JOINT STATEMENT OF ISSUE:
The griever is a composite employee at Moncton. His regular shift is from 04:00 am to 12:00 noon. On August 2, 2007, around 1 1h45 am, Mr. Delaney was requested by supervisor Carrie MacKay to perform overtime, which he refused. Mr. Delaney was subsequently investigated and assessed with 10 demerits.
The Union contests the 10 demerits issued to Mr. Delaney. The Union maintains that there was no violation of article 13 of the supplemental agreement or the Moncton overtime agreement. The Union submits that it was 33 degrees on the day in question and that the griever had been up since 02:00 the previous night. The Union maintains that Mr. Delaney declined on the basis that he was not fit to work.
The Union requests that the 10 demerits be removed from Mr. Delaney’s file, and that Mr. Delaney be compensated for lost wages and benefits.
The Company disagrees.
FOR THE UNION: FOR THE COMPANY:
(SGD.) D. OLSHEWSKI (SGD.) S. GROU
NATIONAL REPRESENTATIVE FOR: DIRECTOR, LABOUR RELATIONS
There appeared on behalf of the Company:
S. Grou – Manager, Labour Relations, Montreal
F. O’Neill – Manager, Labour Relations, Toronto
C. MacKay – Sr. Terminal Coordinator, B.I.T.

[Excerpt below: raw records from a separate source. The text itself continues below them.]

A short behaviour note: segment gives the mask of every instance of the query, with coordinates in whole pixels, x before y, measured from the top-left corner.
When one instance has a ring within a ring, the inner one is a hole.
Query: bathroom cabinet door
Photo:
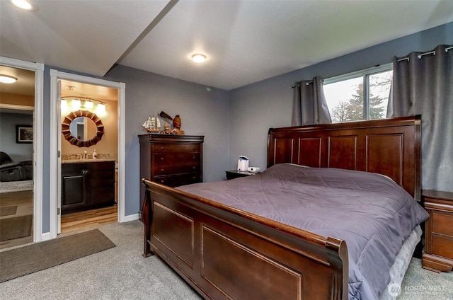
[[[62,164],[62,214],[114,204],[114,161]]]
[[[84,163],[63,165],[62,169],[62,212],[86,207],[89,202],[90,172]]]

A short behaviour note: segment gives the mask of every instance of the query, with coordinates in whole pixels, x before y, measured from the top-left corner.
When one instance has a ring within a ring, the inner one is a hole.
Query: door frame
[[[44,64],[0,57],[0,64],[35,71],[33,112],[33,242],[42,241]]]
[[[58,234],[59,218],[57,207],[61,199],[61,139],[62,130],[60,99],[58,96],[58,81],[60,79],[82,82],[96,86],[117,88],[118,91],[118,222],[125,220],[125,88],[122,82],[115,82],[97,78],[65,73],[50,69],[50,238]]]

And on behalf of the Union:
D. Olshewski – National Representative, Winnipeg
G. Green – Local Chairman,
AWARD OF THE ARBITRATOR
The material before the Arbitrator confirms that the grievor refused to perform overtime work when directed to do so by his supervisor on August 2, 2007. The Arbitrator is satisfied that the grievor was under an obligation to respond positively to the request to perform the overtime, in accordance with a local agreement governing overtime as well as the terms of the collective agreement. Paragraph 13.9 of article 13 of the collective agreement reads as follows:
13.9 Every effort will be made to avoid the necessity for overtime. However, when conditions warrant, employees will perform authorized overtime work. Such overtime work will be allotted as locally agreed.

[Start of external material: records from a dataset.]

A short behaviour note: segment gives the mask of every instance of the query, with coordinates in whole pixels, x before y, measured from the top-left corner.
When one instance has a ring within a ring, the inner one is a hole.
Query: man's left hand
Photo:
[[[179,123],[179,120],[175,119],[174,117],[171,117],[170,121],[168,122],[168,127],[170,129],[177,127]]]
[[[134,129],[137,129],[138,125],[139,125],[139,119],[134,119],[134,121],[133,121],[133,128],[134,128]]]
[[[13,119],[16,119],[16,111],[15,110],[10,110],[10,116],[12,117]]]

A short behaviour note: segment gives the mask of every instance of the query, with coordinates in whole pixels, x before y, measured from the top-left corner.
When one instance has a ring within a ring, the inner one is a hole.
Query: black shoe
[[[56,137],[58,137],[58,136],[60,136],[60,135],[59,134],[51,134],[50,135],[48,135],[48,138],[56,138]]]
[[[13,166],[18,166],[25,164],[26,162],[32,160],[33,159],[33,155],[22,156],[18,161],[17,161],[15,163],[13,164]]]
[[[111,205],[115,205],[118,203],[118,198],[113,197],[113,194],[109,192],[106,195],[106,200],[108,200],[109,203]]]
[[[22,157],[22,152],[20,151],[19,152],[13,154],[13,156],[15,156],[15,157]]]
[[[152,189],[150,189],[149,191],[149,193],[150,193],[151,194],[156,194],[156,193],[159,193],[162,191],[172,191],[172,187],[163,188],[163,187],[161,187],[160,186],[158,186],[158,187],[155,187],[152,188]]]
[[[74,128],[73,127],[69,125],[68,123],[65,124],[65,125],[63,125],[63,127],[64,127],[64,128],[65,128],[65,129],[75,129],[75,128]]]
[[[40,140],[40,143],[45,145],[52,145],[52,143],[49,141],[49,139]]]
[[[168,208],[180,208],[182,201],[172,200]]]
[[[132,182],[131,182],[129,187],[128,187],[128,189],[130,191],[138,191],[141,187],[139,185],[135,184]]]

The Arbitrator is satisfied that conditions did warrant forced overtime in the extraordinary circumstances which obtained on August 2, 2007. While the grievor maintains that he was tired and did not feel fit to work, having completed his eight hour shift, there is no objective evidence to confirm that he suffered any particular ailment or was mentally or physically disabled from performing the work that would have been assigned to him on overtime. Indeed, the records would appear to indicate that he has performed eight hour tours of overtime on a number of occasions in the past.

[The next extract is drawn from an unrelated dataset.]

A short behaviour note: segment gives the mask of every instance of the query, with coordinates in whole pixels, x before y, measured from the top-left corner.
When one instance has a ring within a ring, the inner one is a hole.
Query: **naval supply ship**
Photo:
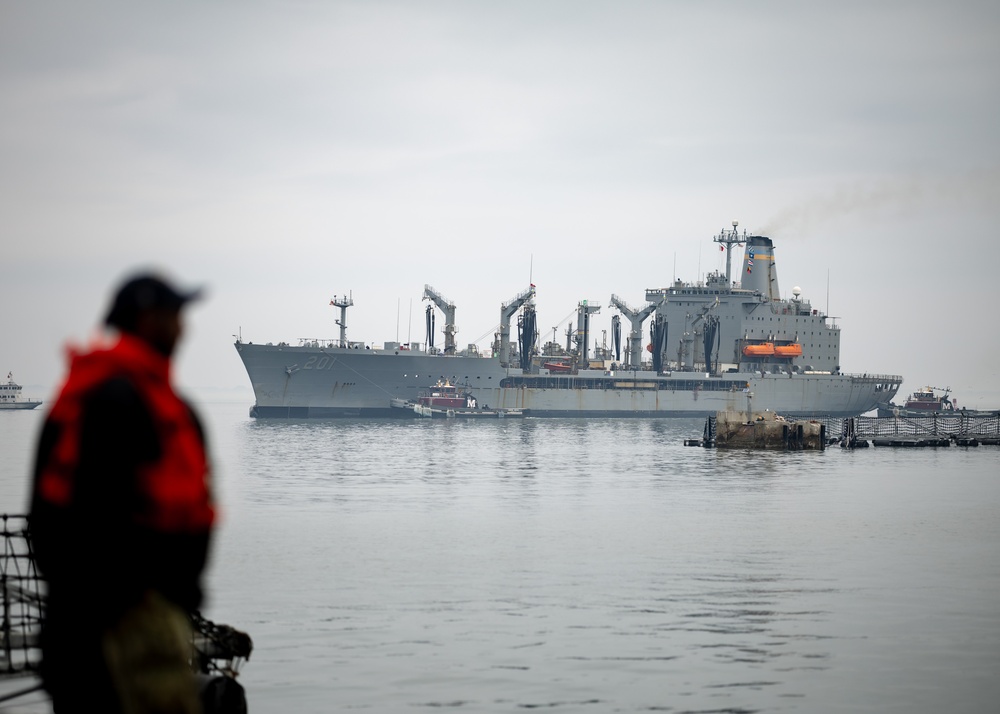
[[[612,346],[590,347],[600,305],[581,301],[565,345],[538,347],[535,286],[503,303],[488,352],[455,343],[455,304],[427,285],[427,342],[347,339],[353,298],[340,308],[339,339],[253,344],[236,350],[253,386],[257,418],[388,417],[412,411],[434,384],[461,386],[483,409],[529,417],[703,417],[718,411],[771,410],[788,417],[857,416],[890,401],[902,377],[847,374],[840,366],[840,328],[792,290],[778,290],[770,238],[724,230],[713,241],[726,251],[726,272],[647,289],[633,308],[611,296]],[[739,280],[734,248],[743,249]],[[437,308],[444,347],[434,347]],[[517,317],[517,336],[511,321]],[[622,320],[630,327],[624,353]],[[648,322],[648,331],[644,323]],[[554,337],[554,335],[553,335]],[[643,343],[645,344],[645,349]]]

Regrettably the grievor’s record stood at fifty-nine demerits at the time of this incident. Given that reality it is difficult to comprehend his decision to refuse a directive to work overtime.
In the result, the Arbitrator is satisfied that the Company did have grounds to assess discipline, and that the assessment of ten demerits was not unreasonable in the circumstances. The grievance must therefore be dismissed.